# STBXW going to Mayo Clinic



## turtle1214 (Oct 11, 2017)

My (32) STBXW (28) have been separated about a month and a half after being married for just 5 months. Said she doesn't know if she loves me anymore and left the house we bought in May. She's had this thing going on with her face for a little over a year. She hasn't had any feeling in her face. She described it like getting a shot of Novacaine at the dentist, except it's her whole face. She's been to so many doctors, even had a spinal tap done, and they couldn't figure out why.

Back in the beginning of summer, she was accepted to stay at the Mayo Clinic in Minnesota for a week to try and find a diagnosis. Today was her first day there.

I've been doing really well with no contact for a few weeks now, but I have the strongest urge I've ever felt to reach out to her. Just to give her some encouragement because I know she's stressing out about it right now.

Should I text her or keep up my no contact?

It would be something like this:

Hope your week at Mayo goes well! You don't have to keep me updated if you don't want to, just wanted to wish you well this week.
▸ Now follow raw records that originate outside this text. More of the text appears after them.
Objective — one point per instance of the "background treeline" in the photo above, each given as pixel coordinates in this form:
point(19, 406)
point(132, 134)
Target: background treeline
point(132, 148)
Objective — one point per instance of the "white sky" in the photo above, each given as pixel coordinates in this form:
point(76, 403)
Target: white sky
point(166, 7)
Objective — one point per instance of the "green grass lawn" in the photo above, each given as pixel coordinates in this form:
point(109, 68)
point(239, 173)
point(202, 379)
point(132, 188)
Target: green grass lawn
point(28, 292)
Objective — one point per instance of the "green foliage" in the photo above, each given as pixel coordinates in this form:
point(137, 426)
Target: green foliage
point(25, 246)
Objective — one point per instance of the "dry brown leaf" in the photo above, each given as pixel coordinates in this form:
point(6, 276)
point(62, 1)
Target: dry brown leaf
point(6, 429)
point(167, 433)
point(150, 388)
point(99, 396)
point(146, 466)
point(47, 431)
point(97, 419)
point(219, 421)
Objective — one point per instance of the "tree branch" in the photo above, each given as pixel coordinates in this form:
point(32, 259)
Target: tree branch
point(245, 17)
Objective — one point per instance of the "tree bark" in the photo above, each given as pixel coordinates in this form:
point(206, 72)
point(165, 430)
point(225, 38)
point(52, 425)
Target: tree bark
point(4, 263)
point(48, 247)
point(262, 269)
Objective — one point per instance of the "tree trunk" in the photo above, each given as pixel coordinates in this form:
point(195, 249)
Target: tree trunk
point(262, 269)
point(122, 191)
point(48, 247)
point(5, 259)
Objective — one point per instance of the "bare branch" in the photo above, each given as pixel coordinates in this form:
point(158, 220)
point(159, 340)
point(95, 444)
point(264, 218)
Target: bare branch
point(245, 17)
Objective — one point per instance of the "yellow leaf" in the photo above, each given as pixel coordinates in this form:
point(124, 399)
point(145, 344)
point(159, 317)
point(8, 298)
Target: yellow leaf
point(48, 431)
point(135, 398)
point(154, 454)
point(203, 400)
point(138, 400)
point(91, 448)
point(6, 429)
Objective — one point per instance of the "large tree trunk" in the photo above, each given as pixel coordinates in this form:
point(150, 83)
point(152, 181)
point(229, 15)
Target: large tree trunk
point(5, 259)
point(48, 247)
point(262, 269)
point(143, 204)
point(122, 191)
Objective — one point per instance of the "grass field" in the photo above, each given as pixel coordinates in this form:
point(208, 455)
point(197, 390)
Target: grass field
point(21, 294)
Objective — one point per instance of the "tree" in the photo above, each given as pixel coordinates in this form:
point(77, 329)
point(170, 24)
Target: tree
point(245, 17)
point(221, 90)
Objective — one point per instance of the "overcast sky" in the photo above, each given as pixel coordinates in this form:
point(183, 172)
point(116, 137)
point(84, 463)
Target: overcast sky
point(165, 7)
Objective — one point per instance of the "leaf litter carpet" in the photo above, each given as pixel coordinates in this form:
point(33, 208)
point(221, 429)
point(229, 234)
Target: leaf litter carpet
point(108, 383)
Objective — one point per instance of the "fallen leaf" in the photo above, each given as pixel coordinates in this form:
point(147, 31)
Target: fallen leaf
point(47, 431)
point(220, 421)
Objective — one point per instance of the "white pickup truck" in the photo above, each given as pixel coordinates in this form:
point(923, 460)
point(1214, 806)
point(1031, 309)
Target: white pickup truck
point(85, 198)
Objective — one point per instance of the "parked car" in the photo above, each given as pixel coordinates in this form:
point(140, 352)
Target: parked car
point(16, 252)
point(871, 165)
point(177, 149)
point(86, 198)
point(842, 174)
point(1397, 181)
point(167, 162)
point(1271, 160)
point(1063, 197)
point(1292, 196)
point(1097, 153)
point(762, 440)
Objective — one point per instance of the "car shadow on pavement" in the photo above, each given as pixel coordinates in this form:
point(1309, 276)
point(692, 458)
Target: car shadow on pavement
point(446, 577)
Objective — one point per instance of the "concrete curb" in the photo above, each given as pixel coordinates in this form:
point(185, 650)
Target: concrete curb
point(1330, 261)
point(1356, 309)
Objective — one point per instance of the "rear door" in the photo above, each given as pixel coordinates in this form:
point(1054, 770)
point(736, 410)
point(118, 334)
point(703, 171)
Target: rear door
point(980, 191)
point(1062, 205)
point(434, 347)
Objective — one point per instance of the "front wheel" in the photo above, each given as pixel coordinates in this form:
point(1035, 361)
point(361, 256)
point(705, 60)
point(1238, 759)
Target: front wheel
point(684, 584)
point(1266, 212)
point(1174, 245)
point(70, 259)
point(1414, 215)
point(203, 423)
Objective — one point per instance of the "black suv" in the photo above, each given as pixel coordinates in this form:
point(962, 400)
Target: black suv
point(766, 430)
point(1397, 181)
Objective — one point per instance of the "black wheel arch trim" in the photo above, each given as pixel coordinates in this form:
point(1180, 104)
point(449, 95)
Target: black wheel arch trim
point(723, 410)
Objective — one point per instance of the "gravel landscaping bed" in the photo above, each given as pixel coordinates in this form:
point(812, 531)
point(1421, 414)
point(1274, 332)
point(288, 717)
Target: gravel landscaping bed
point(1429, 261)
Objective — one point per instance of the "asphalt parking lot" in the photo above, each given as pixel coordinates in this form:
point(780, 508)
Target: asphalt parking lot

It's difficult to imagine how you're feeling. They'll figure it out and have you outta there in no time!


----------



## JBTX (May 4, 2017)

I wouldn't contact her at all. Her response is not going to be what you want to hear. And that is going to hurt you more. Maybe contact her back if she reaches out. And if that is the situation, be cool. Don't be desperate. 


Sent from my iPhone using Tapatalk


----------



## SunCMars (Feb 29, 2016)

I offered this up on your' other post, also.
............................................................................................

She cannot feel her face.
She cannot feel your face.
She cannot feel her heart beat for you.

She could care less about yours'.
.............................................................................................

As I see it:

This was an arranged marriage. She gave it a go, hoping she would develop feelings for you.
That did not happen. She did not want to waste any more time in the marriage.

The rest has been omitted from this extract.